後部硝子体膜が中心窩を残してその周囲で剥離すると、中心窩の神経網膜は前方に牽引されて亀裂を生じ、その後内境界膜に付着する後部硝子体が収縮することで亀裂が接線方向に牽引されて円孔が拡大します。
寺﨑寛人, 山下敏史: 特発性黄斑円孔、臨床眼科 74:1486-90.2020
一方外傷性黄斑円孔は野球のボールや拳などでの鈍的外傷によって、後部硝子体が未剥離の若年者に多く生じます。
その機序としては前後方向に圧縮される眼球変形によって、黄斑部網膜に接着している硝子体皮質が黄斑部とともに遠心性に牽引される機序が示唆されています。
井上真: 外傷性黄斑円孔、臨床眼科 74:1505-9.2020
2日前にサッカーボールが左目に当たり、ゆがみの訴えで大学病院を紹介され、初診時の矯正視力は1.5/0.15でした。
左眼の中心窩に直径120µm程度の小さい黄斑円孔(図左端)がみられ、その耳側上方には網膜振盪による網膜の白濁(星印)がみられました。

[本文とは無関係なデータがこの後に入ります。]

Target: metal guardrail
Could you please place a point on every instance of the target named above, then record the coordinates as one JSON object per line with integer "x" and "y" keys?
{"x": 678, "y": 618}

自然閉鎖の可能性を考えて経過観察しましたが、円孔サイズが拡大し円孔縁が挙上してきました(黄矢印)。
自然閉鎖の可能性は低いと判断して、2か月後に全身麻酔下で、水晶体温存、硝子体切除を行い、内境界膜を剥離してSF6ガス置換しました。
術後、一時的にガス白内障が増強しましたが、1か月後にはわずかな水晶体混濁のみで黄斑円孔の閉鎖が確認されました。

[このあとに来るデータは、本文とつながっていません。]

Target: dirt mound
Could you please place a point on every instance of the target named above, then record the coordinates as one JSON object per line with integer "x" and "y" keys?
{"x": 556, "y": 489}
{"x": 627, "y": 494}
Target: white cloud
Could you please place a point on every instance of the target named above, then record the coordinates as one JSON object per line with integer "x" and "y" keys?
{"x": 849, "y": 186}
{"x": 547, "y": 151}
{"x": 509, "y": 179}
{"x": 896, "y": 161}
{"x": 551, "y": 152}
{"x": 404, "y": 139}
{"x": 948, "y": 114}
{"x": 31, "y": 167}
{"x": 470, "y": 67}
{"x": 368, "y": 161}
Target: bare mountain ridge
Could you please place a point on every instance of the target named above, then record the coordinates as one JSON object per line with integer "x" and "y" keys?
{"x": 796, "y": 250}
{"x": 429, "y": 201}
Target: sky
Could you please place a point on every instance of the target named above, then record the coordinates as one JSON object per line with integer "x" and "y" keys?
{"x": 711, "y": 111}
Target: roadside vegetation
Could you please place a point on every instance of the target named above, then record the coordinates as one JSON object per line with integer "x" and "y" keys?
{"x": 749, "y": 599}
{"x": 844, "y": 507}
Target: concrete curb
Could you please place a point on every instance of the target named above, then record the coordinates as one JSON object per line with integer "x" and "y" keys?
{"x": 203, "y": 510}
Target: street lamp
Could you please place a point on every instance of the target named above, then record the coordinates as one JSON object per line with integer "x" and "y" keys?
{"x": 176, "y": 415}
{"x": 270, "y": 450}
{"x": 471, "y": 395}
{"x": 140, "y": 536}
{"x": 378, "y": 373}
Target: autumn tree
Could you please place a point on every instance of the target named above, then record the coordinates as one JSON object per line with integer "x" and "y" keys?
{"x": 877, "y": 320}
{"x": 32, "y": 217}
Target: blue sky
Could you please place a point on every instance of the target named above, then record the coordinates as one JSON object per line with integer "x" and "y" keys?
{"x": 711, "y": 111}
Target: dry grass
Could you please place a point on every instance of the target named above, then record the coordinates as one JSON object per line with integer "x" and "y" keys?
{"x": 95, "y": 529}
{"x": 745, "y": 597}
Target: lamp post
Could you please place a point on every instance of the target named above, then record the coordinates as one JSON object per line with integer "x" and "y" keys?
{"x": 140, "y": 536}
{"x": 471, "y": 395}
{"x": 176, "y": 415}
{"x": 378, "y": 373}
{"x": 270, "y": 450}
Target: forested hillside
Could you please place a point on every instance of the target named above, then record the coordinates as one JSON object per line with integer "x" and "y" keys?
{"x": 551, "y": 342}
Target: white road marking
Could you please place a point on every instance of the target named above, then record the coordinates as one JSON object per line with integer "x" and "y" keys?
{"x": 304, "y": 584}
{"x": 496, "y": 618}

その後中心窩の外顆粒層の厚みも増して2年半後の矯正視力は1.5/0.9でした。
ただし星印の網膜部位はRPEを含めて萎縮していて10-2視野でも暗点になって残っています。
1. 自然閉鎖をまず待つ:外傷性では自然閉鎖する可能性が高いので、2-3か月経過をみても閉鎖しない場合に手術にふみきります。
愛知高明 他: 琉球大学病院における小児外傷性黄斑円孔の臨床転帰. あたらしい眼科 40:1244-8.2023
2. 硝子体単独手術:若年者では水晶体は温存します。術直後はガス白内障で水晶体は一時的に混濁しますが、通常軽快して白内障手術が必要になることはまれです。
3. 内境界膜剥離:手術では後部硝子体が剥離していないので、成人同様内境界膜まで剥離したほうが手術成績がよいとされています。
3か月経過観察された後の21歳の外傷性黄斑円孔症例で、d. の内境界膜剥離併用硝子体手術が正解です。